Too late for an internship???
I am a Junior in college going to be a senior next year. Is it too late to get an internship?? I know majority of the recruiting is all done, but does anyone have any advice or ideas? I just returned from studying abroad and am behind in getting an internship for the summer.
at a bulge yea, but in general of course not plenty of small places still hiring
Plenty of small places are still lookin.
Can you mention some hiring shops, noway?
What city?
I don't know anything about Atlanta, but you may be able to find something if you google for firms and cold call like mad.
If you don't mind me asking though: why are you looking for an internship? Shouldn't it be FT time?
I am located in Seattle... not much of a finance scene... I am not sure what steps I should take to land an internship in a trading position
I don't know any shops in Seattle, but let me tell you what you should do to find out.
Do a Google search for trading shops in Seattle. Go about 40 pages deep. Seriously. I would log each company in a spreadsheet so it's easy to refer back to later.
Go through each company's site and find an MD or VP or someone high up who is an alumni from your school. If they don't have an alumni, just pick whoever. If they don't have people listed, then go look for the career section or the contact section, although your chances will be pretty low.
Email that said contact with your resume, cover letter, and a short concise letter introducing yourself, highlighting your connection with them (ie. alumni status), and what you're looking for. Do not settle for emailing HR unless there is no other option.
To be honest, the entire process sucks. If there's a lot of alumni, you'll hear back from 1/3, if you're lucky, and of that, 1/4 may be looking for or considering interns.
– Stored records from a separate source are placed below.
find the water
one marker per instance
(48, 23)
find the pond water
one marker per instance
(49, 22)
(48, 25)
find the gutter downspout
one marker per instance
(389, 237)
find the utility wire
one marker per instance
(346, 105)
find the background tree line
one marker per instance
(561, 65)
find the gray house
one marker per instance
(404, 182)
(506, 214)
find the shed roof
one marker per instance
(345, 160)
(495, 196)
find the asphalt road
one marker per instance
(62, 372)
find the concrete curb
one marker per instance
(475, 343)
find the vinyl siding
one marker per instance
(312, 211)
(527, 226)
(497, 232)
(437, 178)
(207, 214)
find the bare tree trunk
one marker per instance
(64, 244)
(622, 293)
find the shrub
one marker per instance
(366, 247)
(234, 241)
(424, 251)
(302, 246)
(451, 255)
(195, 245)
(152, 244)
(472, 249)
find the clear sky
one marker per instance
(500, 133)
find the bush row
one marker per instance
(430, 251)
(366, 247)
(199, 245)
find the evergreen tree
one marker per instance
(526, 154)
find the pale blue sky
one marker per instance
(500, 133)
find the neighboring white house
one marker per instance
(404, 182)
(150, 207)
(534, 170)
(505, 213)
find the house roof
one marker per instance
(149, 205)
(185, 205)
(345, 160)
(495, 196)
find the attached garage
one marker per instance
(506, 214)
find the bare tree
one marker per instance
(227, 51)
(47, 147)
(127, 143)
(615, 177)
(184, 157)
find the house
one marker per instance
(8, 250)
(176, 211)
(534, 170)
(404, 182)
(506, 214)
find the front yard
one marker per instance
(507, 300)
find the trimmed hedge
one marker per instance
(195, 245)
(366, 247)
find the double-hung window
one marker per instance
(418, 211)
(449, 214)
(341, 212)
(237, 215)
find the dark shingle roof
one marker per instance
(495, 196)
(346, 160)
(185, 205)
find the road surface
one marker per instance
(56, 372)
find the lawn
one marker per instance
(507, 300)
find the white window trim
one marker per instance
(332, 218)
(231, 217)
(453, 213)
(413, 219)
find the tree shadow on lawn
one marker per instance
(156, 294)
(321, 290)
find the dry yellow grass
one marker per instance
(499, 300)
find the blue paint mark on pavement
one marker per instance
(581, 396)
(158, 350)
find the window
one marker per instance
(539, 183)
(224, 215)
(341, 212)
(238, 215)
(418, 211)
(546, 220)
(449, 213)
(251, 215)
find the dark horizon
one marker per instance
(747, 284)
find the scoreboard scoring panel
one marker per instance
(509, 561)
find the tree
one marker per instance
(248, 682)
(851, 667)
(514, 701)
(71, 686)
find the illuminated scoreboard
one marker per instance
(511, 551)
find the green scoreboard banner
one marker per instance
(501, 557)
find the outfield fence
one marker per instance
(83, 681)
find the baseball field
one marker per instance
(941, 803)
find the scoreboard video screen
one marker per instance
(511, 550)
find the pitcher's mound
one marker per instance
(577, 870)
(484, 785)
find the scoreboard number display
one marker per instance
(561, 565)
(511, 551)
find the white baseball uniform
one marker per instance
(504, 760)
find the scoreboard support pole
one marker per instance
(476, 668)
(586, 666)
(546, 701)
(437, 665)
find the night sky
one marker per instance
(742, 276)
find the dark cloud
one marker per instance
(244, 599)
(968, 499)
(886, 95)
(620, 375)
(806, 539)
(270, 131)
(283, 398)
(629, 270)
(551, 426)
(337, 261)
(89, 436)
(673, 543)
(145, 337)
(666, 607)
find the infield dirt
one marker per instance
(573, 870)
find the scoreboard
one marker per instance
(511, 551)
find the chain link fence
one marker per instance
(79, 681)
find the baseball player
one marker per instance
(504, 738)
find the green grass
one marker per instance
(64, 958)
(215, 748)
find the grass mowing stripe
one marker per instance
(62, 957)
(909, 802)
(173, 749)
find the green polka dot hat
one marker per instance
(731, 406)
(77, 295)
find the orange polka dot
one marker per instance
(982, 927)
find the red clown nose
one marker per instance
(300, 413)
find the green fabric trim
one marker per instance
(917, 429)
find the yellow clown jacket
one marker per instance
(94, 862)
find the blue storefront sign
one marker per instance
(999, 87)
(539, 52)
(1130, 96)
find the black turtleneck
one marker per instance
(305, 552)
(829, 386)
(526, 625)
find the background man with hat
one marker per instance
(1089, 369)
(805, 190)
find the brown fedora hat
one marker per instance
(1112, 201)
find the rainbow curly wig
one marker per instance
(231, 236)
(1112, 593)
But think of it this way: all you need is one offer. Be proactive, and you'll probably end up with something.
Get anything as relevant as possible, even if you have to work for free. Just make sure to do something you can talk about and learn from, and then hopefully you can leverage that into the position you want next year.
Ok, I don't mean to hijack your thread but I'm a sophmore seeking similar advice who's goal is to get into trading. I go to a non-target with about a 3.2 (but its rising every semester), and so-so extracirriculars but no meaningful related experience. I feel like its mandatory that i get some kind of fin. experience this summer to have a chance of a decent junior year internship. I will be living in Chattanooga, Tennessee and I go to school in Knoxville, TN. There are no real trading firms in cities like these are there? I figure my best chance is to look for a part-time unpaid internship at a small, local PWM firm but I was also going to cold-email/call some of the BB's that have tiny PWM branches in my city (BOA, UBS, MS each occupy a couple floors of a skyscraper). Would an unpaid, part-time position at a 2 person, no-name PWM firm fetching coffee and printing copies be significant/sufficient resume experience to help me land a legit junior year S&T internship. What about an unpaid internship with a tiny branch of a big name BB. What are the options for a sophmore with pretty uncompetitive credentials this late in the season, living in a city like Chattanooga, TN.
I have no idea what the scene is like in Chattanooga, but since you're not going to get substantial technical experience regardless of what you'd do this summer, I'd reach out to people in the PWM guys in the BB office. That way, you could at least have an eye catching brand name on your resume. A lot of people do this. They get an unrelated brand-name internship on their resume sophomore summer and leverage it into something more relevant the year after.
Yeah, honestly I would strongly prefer a name like BOA or UBS or even Morgan Keegan on my resume. But being realistic, is sending email's to random branch managers I find on company websites really going to give me a hope of landing an imaginary internship? Do these guys even care enough to read a cover letter/resume attached through an email, considering they probably dont even deal with recruiting/interns? Even if they do read it, these companies have a formal recruiting process/season. Can a branch manager simply invent a unpaid position that doesnt formally exist just because I sent an email asking for one.
How do I go about obtaining a position like this?
Furthermore, how do I make a connect my experience/skills with the company in my cover letter, I have NO past experience to relate to the position. (If i even knew what the position was). How do you even write a cover letter in a situation this vague.
I was just saying that the BB would be of course much preferable when compared to a small no-brand name shop that does the same thing. It's definitely possible to go from a small PWM internship to an S&T one a year later, and it's been done plenty of times.
If MDs don't want to hire, they won't hire. Just contact alumni and people you may know and something may work out for you at a smaller place.
For cover letters, you don't have to have relevant experience. Just figure out what skill you think that position will be looking for, and highlight how you may have those skills through other things like student groups or what not. You don't have to work in finance to write a finance-targeted cover letter.
bump... any other input?
Be willing to take a job anywhere you can get one. If you get the chance to work in a place like NYC for the summer you'd have a lot more fun than you would in Chattanooga.